The general rule for multi frame panoramas I find to be the best, is to come up with one exposure for all the images. Do not do this on a day where the sun is ducking in and out of the clouds. As you move your camera to take the shots your light meter will get slightly different exposure readings that will affect the sky and make blending difficult. Take the camera and pan it along the intended photo path and look at the exposure readings. Then choose a happy medium, set the camera to manual and use that exposure for all the shots. This will make the sky very uniform across the images and minimize blending issues.

The next step is overlap. You should have at least 20% overlap of the images to allow the software to find adequate stitching points. This will limit the errors in stitching. A tripod is highly recommended to keep the images aligned on the vertical plane so as to avoid excessive cropping and additional stitching errors. I have made successful panoramas with out the tripod, but the tripod is a BIG benefit. The tripod will also allow you to use a longer lens offering more details. Without a tripod you will have a larger area you have to crop out thus requiring a shorter lens. The longer lens reveals more details.

Camera settings should include stopping down to an f-stop about 2-3 stops off wide open. This should minimize vignetting and deliver the sharpest details. Vignetting often shows up poorly in skies and makes blending difficult. Even if you plan to eliminate the sky, a well blended sky is easier to eliminate, trust me on that one.

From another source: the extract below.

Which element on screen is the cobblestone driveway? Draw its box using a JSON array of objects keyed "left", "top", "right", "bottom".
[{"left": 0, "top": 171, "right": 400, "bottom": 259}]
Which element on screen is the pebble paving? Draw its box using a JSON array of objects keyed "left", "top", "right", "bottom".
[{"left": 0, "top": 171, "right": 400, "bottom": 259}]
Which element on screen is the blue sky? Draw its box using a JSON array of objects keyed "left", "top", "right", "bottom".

For shots where you are simply dropping in a sky I find that Photoshop’s sky replacement tool is pretty good. Go to edit and select “sky replacement” which opens a tool and drops in a preselected sky image. You can select from a series of different skies or you can add your own sky image. There is a pull down menu off the sky image in the window. The other settings determine how aggressive the blending is between the AI perceived fore ground and the sky.

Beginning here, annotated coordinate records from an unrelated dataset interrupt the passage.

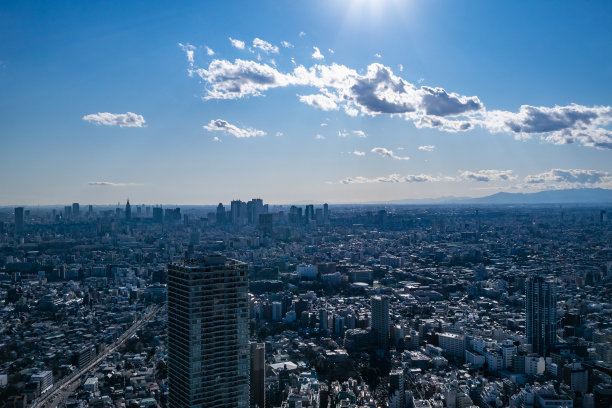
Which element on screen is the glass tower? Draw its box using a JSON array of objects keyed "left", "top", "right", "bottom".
[
  {"left": 168, "top": 256, "right": 250, "bottom": 408},
  {"left": 525, "top": 276, "right": 557, "bottom": 357}
]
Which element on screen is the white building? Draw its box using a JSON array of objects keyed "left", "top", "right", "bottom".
[{"left": 439, "top": 333, "right": 465, "bottom": 359}]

The construction cranes wreak havoc on the the AI so take note of that. Shifting the edge will move the general line of delineation up or down. Fading the edge will control how harsh that line is. You can tweak color temp and brightness to try and matchup the sky to the foreground and even add lighting effects. You have to play with these to get it right.

Sometimes you have to just have the AI select the sky and then you may have to tweak the selection a bit before masking it out to transparency. That is a little more delicate and time consuming but yields the most precise results.

I know this is a quick tutorial but it isn’t as hard as it may seem. Just remember to make a backup of your originals before you begin editing. You can start making everyday images a little more exciting and vibrant even if the natural world wasn’t;t cooperating with you on photo day.